Retailers can also leverage their social media assets by including buttons in e-mail messages that take recipients to the retailer’s social network pages. “Retailers want to make those buttons prominent, even if they appear at the bottom of the e-mail,” adds Lowery.
As with social media, retailers need to understand the nuances of the burgeoning mobile commerce channel to effectively leverage it in their e-mail marketing campaigns. There are two big challenges to e-mail marketers seeking to reach consumers via their mobile phones: The phones have small screens and most consumers access their e-mail through smartphones when on the go, which leaves them little time to read through a lengthy message.

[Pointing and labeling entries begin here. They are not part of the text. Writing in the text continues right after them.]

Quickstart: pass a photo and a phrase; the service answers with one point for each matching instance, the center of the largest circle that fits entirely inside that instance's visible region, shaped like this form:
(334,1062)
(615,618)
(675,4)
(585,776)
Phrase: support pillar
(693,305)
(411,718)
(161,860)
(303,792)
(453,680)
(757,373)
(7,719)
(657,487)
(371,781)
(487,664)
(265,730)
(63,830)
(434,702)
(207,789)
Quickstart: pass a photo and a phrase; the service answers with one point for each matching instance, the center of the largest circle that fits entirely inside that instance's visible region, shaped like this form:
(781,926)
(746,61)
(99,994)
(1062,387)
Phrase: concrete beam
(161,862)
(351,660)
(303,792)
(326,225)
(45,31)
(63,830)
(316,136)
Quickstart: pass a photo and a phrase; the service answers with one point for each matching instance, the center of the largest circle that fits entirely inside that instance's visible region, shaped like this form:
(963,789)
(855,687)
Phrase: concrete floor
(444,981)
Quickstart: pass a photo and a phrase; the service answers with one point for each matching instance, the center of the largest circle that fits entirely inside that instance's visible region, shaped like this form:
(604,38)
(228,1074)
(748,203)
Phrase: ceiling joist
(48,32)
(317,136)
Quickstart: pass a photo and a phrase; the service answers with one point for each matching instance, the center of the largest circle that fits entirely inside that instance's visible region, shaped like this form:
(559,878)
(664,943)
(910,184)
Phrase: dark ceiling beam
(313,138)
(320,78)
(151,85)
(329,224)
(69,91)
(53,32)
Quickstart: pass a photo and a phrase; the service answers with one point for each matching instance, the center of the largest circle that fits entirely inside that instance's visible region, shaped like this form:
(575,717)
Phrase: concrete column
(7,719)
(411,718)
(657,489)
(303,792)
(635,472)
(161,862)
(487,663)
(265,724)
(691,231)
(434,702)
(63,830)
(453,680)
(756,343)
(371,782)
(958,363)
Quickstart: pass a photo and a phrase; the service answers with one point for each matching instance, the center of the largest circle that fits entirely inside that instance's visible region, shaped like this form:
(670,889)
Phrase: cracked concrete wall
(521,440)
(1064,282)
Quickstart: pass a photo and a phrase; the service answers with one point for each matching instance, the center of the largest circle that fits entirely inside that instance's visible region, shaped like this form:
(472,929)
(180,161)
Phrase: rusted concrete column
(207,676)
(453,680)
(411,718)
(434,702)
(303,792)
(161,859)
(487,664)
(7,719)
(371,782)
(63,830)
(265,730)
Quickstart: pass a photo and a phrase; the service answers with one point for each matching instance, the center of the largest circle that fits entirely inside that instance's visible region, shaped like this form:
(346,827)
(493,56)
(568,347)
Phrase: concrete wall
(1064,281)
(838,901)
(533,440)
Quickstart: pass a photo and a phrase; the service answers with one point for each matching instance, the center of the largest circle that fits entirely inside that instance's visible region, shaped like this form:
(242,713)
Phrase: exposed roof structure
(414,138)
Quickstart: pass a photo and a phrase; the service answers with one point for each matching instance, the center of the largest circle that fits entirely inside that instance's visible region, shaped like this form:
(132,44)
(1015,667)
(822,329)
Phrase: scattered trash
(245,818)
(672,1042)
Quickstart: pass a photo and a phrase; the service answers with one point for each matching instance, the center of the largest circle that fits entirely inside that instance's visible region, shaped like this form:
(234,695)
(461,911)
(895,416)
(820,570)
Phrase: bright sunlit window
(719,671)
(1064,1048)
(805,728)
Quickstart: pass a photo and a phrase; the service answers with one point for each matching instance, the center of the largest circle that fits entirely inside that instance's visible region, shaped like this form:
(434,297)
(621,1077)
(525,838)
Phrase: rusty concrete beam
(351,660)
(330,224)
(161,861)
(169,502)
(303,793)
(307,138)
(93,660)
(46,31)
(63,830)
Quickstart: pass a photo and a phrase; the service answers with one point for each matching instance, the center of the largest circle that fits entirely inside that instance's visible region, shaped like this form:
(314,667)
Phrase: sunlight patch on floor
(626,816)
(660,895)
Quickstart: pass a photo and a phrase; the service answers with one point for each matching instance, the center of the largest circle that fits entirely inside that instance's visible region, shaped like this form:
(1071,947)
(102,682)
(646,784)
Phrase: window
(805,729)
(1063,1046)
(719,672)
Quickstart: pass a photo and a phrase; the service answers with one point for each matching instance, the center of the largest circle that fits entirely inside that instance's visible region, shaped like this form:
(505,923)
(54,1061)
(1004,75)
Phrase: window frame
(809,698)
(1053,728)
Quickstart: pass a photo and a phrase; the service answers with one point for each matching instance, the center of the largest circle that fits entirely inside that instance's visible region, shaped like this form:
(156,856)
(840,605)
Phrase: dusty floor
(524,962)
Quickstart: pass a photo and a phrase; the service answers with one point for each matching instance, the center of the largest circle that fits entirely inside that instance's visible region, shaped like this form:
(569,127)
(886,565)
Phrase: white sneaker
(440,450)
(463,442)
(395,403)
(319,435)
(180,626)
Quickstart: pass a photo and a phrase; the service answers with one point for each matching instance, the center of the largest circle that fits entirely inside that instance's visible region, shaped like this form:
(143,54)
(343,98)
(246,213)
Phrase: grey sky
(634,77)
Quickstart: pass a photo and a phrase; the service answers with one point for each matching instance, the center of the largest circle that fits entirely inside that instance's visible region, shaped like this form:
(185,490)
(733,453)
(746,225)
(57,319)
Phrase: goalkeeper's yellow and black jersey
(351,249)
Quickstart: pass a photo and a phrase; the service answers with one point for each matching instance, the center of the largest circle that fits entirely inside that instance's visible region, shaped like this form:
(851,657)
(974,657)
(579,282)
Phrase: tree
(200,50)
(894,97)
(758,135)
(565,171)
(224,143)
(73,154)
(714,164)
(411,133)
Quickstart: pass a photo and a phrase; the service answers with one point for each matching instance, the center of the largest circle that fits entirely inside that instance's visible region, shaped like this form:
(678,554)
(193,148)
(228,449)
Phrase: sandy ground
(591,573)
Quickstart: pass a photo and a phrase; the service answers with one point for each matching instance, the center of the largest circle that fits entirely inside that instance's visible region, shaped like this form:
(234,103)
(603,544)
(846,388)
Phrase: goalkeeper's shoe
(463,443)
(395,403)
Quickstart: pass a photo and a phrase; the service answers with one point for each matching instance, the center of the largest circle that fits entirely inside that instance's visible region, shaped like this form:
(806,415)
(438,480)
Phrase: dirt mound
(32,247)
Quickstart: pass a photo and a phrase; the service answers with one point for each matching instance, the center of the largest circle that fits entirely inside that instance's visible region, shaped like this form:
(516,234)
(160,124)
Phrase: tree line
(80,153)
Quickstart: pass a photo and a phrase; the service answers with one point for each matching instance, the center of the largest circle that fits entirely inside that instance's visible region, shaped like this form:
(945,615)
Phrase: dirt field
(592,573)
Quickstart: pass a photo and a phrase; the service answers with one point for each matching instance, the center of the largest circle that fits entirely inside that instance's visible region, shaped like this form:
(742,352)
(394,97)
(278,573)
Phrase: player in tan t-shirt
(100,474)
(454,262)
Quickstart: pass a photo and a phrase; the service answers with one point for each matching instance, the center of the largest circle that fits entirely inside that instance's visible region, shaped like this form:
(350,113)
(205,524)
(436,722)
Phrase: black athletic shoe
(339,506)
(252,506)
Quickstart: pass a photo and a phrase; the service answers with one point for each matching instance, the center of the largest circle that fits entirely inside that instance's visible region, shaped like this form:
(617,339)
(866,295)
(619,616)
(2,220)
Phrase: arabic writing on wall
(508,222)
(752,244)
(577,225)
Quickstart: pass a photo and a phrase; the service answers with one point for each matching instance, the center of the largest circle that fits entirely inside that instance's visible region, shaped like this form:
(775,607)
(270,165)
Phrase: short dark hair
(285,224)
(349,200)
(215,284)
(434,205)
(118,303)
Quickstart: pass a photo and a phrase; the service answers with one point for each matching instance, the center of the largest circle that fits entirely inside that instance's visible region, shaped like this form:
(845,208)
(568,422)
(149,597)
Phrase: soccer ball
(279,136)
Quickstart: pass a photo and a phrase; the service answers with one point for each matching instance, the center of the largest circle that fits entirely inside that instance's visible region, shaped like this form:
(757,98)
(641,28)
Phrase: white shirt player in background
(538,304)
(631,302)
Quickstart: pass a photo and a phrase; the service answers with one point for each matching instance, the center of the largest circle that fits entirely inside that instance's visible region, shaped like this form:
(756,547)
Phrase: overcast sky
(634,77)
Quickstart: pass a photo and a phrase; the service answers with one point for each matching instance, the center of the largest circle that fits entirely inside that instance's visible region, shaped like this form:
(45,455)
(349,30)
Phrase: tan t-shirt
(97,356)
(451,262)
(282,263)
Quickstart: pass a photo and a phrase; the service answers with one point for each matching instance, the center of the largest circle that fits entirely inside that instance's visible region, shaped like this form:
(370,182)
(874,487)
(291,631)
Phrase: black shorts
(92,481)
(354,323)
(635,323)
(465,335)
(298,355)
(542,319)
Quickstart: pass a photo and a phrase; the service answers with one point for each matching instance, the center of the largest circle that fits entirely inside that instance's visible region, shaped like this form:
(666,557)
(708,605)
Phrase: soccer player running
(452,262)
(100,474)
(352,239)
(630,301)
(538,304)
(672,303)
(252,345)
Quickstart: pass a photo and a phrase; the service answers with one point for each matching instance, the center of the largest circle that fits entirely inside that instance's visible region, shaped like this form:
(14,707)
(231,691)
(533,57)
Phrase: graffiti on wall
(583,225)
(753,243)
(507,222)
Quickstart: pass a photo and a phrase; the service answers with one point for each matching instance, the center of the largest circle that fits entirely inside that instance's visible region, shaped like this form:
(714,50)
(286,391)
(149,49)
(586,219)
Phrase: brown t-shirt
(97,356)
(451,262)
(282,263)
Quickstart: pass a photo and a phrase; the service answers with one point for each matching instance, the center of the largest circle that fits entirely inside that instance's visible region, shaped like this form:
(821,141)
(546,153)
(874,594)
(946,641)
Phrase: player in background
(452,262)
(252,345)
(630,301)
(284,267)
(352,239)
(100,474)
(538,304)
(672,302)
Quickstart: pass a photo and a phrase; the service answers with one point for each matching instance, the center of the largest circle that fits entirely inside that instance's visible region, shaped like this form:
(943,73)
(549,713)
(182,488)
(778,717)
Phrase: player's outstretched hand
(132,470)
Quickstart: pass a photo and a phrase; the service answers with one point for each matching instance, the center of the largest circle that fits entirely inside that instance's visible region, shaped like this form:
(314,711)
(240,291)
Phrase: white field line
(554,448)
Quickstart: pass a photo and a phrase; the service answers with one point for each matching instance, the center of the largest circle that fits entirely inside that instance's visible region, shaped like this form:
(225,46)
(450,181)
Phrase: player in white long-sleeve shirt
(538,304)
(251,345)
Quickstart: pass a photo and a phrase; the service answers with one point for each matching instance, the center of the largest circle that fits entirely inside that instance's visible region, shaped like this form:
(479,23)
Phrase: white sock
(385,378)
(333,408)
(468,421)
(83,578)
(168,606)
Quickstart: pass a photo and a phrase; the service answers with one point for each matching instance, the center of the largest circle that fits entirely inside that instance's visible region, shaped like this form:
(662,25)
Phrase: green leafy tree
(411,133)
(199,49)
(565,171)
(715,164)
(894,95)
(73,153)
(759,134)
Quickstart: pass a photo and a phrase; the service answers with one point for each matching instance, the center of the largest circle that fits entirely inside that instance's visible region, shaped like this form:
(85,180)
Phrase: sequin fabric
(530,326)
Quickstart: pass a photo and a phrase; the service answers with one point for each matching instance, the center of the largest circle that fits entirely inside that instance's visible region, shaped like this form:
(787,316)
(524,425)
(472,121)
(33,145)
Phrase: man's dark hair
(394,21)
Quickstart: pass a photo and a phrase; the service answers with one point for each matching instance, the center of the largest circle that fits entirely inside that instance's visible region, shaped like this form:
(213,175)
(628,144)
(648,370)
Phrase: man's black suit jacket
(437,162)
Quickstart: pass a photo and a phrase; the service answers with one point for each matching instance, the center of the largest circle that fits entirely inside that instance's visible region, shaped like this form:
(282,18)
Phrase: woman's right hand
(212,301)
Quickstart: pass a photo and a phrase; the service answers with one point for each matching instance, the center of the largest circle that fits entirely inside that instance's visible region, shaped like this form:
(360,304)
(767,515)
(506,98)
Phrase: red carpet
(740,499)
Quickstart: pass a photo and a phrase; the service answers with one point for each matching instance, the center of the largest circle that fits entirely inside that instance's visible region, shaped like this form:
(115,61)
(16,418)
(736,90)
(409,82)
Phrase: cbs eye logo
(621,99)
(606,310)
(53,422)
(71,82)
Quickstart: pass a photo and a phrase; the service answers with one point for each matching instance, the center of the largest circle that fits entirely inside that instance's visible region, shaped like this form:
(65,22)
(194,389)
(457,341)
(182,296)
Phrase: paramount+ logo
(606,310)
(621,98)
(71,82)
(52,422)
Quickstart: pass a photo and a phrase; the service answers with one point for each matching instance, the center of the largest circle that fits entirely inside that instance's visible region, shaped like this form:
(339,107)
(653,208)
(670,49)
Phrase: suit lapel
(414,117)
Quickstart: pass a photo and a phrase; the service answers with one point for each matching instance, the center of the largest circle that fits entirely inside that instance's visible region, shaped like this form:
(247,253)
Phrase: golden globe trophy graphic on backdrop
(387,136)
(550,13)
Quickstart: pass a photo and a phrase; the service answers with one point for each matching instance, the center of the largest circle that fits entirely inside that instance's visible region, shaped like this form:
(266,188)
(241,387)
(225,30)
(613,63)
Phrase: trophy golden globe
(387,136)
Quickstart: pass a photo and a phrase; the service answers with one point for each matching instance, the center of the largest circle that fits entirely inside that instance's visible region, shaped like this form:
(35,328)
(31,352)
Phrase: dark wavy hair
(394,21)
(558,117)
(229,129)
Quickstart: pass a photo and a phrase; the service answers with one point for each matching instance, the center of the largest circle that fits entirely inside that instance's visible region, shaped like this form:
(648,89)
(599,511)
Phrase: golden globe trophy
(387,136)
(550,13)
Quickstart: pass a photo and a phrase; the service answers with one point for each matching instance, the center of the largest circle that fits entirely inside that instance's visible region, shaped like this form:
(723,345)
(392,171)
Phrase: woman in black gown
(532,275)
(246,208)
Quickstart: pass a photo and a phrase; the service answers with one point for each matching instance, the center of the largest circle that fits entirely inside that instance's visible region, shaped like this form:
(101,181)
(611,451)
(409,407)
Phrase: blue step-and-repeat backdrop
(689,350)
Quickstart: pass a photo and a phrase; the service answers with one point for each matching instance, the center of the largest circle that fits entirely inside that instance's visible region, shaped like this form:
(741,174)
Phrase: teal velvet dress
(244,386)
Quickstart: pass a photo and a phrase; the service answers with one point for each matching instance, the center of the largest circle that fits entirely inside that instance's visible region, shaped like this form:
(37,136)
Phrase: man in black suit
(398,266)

That means messages must be succinct. “Brevity in mobile messaging is important because consumers that are checking their e-mail through a mobile device are in motion and don’t want to read through five paragraphs of text,” says Lowery. “Text-heavy messages are not good for the mobile channel.”
The same goes for subject lines. Exactly how many characters of a subject line a particular smartphone will display varies by device, and e-mail marketers must take that into account. While technology has emerged in recent years that can identify the type of device a subscriber uses to access her e-mail after the fact, creating e-mails for the literally hundreds of different combinations of devices, operating systems and e-mail clients would be overwhelming. As a result, retailers must make compromises and optimize e-mails, including subject lines, so that they render as well as possible across multiple scenarios.
“The job of the subject line is to get consumers to take the desired action, not just open the e-mail. So, especially in the mobile environment, it must convey the call to action or key value in the first few words and powerfully enough to pique the consumer’s interest,” says Silverpop’s McDonald. “Because of the increased usage of mobile devices to view e-mails, retailers need to make sure they consistently use the same ‘from’ name and subject lines that are ‘front-loaded’ with compelling content.”
More concise subject lines means the retailer’s brand must play a stronger role in grabbing the interest of mobile consumers, adds McDonald. “A retailer that does not have a focused e-mail strategy is not going to have as high a brand value as one that does,” he explains. “With space at a premium in the mobile channel, retailers need to think about how e-mail can enhance their brand value.”